Associating dependence probability=state relies on probability * condition and relies on probability (4)

G, foundation associating dependence probability model

Theorem: (unite rely on probability model): rely on the uniting of program code P probability model and be a tlv triple (D, S, R), wherein:

(1) (N E) is the data dependency graph of P to D=, and N is node set, and E is the set of data dependence edge, the data dependence relation of representation program;

(2) S is that node is to the mapping of state;

(3) R be node unite the dependence probability.

Other step and parameter are identical with embodiment one.

Embodiment three: what present embodiment and embodiment two were different is: each node of described calculating is performed the method for the suspicious degree of state, is specially:

Calculate the suspicious degree suspicious_score of the associating dependence of each node:

suspicious_score (node) = \frac{P_{failed} (joint dependency)}{P_{passed} (joint dependency)} - - - (5)

Wherein, P _Passed(joint dependency) when carrying out correct test case, node node unites the dependence probability; P _Failed(joint dependency) when the execution error test case, node node unites the dependence probability.

Other step and parameter are identical with embodiment two.

Embodiment four: what present embodiment and embodiment three were different is: described node is corresponding to every in program statement.Other step and parameter are identical with embodiment three.
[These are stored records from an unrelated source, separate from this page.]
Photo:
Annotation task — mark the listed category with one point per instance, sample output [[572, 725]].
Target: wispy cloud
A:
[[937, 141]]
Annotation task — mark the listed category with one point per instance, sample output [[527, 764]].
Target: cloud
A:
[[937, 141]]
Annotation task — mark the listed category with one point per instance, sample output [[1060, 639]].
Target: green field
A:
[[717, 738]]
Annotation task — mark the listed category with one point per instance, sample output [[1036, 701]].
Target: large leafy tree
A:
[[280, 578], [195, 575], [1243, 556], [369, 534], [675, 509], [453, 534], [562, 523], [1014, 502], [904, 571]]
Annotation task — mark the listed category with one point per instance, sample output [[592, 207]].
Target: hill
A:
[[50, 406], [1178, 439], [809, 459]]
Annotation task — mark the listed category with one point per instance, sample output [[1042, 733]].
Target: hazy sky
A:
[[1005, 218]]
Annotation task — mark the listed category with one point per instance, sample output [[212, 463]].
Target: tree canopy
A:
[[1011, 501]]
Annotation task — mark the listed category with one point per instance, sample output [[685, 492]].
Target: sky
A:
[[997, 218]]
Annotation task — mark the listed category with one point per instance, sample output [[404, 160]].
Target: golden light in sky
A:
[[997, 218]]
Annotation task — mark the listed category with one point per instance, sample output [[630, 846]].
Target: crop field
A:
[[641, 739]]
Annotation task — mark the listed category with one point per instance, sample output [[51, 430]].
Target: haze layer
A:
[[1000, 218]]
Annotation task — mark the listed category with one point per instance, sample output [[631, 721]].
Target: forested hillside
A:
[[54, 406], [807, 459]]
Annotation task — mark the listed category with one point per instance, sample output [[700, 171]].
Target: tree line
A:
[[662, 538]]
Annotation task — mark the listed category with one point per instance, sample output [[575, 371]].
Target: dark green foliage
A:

Embodiment five: what present embodiment and embodiment four were different is: described branch node is for corresponding to the selection in the program and loop statement.Other step and parameter are identical with embodiment four.

Claims

1. based on uniting the software error localization method that relies on probabilistic Modeling, it is characterized in that may further comprise the steps based on uniting the software error localization method that relies on probabilistic Modeling:

2. according to claim 1 based on uniting the software error localization method that relies on probabilistic Modeling, it is characterized in that described foundation unites the method that relies on probability model and be specially:

P (node) = \frac{n (node)}{n (para (node))} \times P (para (node)) - - - (1)

P(node)＝P(node(true))+P(node(false)) (2)

Wherein, described

P (node (false)) = \frac{n (node (false))}{n (node)} \times P (node) = \frac{n (node (false))}{n (node (true)) + n (node (false))} \times P (node)

P (data dependency | state dependency) = \frac{n (node (state dependency, data dependency))}{n (node (state dependency))} - - - (3)

G, foundation associating dependence probability model

(2) S is that node is to the mapping of state;

(3) R be node unite the dependence probability.

3. according to claim 2 based on uniting the software error localization method that relies on probabilistic Modeling, it is characterized in that each node of described calculating is performed the method for the suspicious degree of state, is specially:

suspicious_score (node) = \frac{P_{failed} (joint dependency)}{P_{passed} (joint dependency)} - - - (5)

4. according to claim 3 based on uniting the software error localization method that relies on probabilistic Modeling, it is characterized in that described node is corresponding to every in program statement.

5. according to claim 4 based on uniting the software error localization method that relies on probabilistic Modeling, it is characterized in that described branch node is corresponding to the selection in the program and loop statement.